Evidence-Based Practice Touches Everyone

Posted on February 21, 2011


I think most architects would admit evidence-based design is just starting to build some serious momentum. Sometime in the future, hopefully the near future, healthcare design will be based primarily on evidence-based research—and not just by the large, international practices who have their own R&D departments. This notion was reinforced when I blogged about an excellent Kirk Hamilton piece calling for more rigor in healthcare design.

The powerful aspect about evidence-based practice is that is is not a design-only phenomenon. I think many designers feel it is something that has grown out of designers’ and practitioners’ desire to know more about how design decisions affect treatment. This is only part true. Yes, the evidence-focus currently en vogue in healthcare design is based on the desire to learn, but is the result of evidence-based practice in medicine infiltrating healthcare design and construction.

Evidence-based practice means a focus on accessing, understanding and implementing research into practice.

Evidence-based practice is so important, schools of medicine, nursing, physical therapy, etc. develop curricula around it. For instance, the Doctor of Nursing Practice degree was developed primarily so that nurses could “utilize clinical scholarship and analystical methods for evidence-based practice” as described in the University of Virginia’s School of Nursing program objectives.

Healthcare professionals need to know not only that this research exists, but how to acquire it, analyze it and built it into clinical action in healthcare facilities. This is the equivalent of a CEO learning about new business concepts in an MBA program and implementing them in her company. The ugly truth of work or “practice”, a.k.a. the ‘real world’, is people get too busy with day-to-day tasks to keep up with what is new in research / theory, or to sythesize it and put it into practice in their firms for the betterment of their operations.

I can say that this is definitely not happening in architectural design schools, first because healthcare is not often taught as a design specialty, and second because design is often not taught empirically. Yet, just as healthcare professuionals can acquire degrees strong in this subject matter, so should design professionals. Evidence-based healthcare design should match its evidence-based healthcare practice brothers and sisters.

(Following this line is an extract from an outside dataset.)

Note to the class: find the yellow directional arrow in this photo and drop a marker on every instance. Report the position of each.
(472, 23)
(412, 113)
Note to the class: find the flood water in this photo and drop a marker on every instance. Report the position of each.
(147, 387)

As I noted above in the CEO example, work in many industries is too caught up in day-to-day practice to neither note new research being done, nor take those lessons and build them into daily routine for better work products (that’s why conferences are so popular). Only truly innovative individuals are keen to such info. Let’s face it:  if it is not about the core product, it is put off for another day. Much research is often dismissed by practitioners anyhow as “theory”, especially if it has impractical scholarship backing up its findings.

However in medicine, journals perform this vetting process, and provide fodder for evidence-based practice. Still, who has time to attend conferences every month, and read disserations and white papers? Evidence-based practice is the bridge between the research (testing done in a clinical way) and how that can be applied to healthcare “in the field”.

Evidence-based design for architects should mean two things:  1) the same relationship as noted above, namely, a bridge between academic design scholarship and how it can be used in real world projects; and 2) more specifically in healthcare design, using clinical output to better inform and improve the design and performance of healthcare environments.

And for me, evidence-based design does not need to be so stodgy and formal. It can be based on traditional means:  pebble projects, academic or medical school research or clinical trials. However, it can also be done the way other non-architectural design firms learn:  anthropology, i.e. watching people use something in their natural environment, or first-hand accounts through actual use by the designer.

However it is done, evidence-based design is here to stay I feel, at least in healthcare. It is logical, defensible and economically practical.  Designers need to get comfortable seeking out the information, having open discussions with administrators and users about the research, and coming to a consensus on how to best use the evidence.  When this happens theory and practicality will merge as caregiving and design for caregiving will merge—and the results will hopefully be revolutionary for designer, caregiver and patient.